Handling Improper Integrals
With infinite limits of integration, ensuring convergence is paramount:
f = @(x) exp(-x)./x;
a = 0; b = Inf;
assumeAlso(x>0); % Add assumption for convergence
q = int(f,x,a,b)
I = 1 % Exponential integral
Here assumptions guide the improper integration.
Relationship to Differentiation
Through the fundamental theorem of calculus, differentiation and integration are almost inverses:
$\frac{d}{dx} \int_a^x f(t) dt = f(x)$
In MATLAB, functions can transform between derivatives and integrals:
f = @(x) x.^3;
dF = matlabFunction(int(f)) % Integral
ddF = matlabFunction(diff(dF)) % Derivative
This allows translating between dynamic models and their static equivalents.
Contrasting Numeric and Symbolic Methods
Computational tradeoffs between symbolic and numeric integration include:
| Attribute | Symbolic | Numeric |
|---|---|---|
| Exactness | Analytic integrals, full generality | Approximations with error bounds |
| Speed | Can be slow with complexity | Efficient sampling strategies |
| Precision | Arbitrary precision available | Limited by tolerance |
| General functions | Broad symbolic knowledge | Requires vectorization |
| Outputs | Equations, parameterized results | Floating point numbers |
| Multidimensional | Triple+ integrals available | Easier higher dimensionality |
Integrate symbolically where possible, then utilize numeric methods for efficiency and scalability.

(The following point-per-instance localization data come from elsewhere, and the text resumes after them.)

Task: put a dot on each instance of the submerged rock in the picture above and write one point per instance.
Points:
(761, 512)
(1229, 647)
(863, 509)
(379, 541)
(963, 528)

Accelerating Numeric Evaluation
For fastest numerical integration:
- Vectorize function handles with array operations
- Set suitable error tolerances to avoid oversampling
- Use parallel options or GPU code generation
- Differentiate functions without closed forms
Improved algorithms also include:
- Gaussian quadrature: Sample at optimal points
- Newton–Cotes: Uniformly spaced interpolation
- Monte Carlo: Random sampling for high dimensions
Tailor methods to the smoothness and domain of each problem.
Conclusion
MATLAB offers extensive well-optimized routines for evaluating both definite and indefinite integrals symbolically and numerically. Assumptions can accelerate symbolic analysis, while numeric quadrature adapts sampling density for precision without overcomputation. Alongside the core methods highlighted, domain-specific toolboxes provide further specialized integration. Mastering MATLAB‘s integration functions enables powerful quantitative analysis and modeling across the natural and engineering sciences.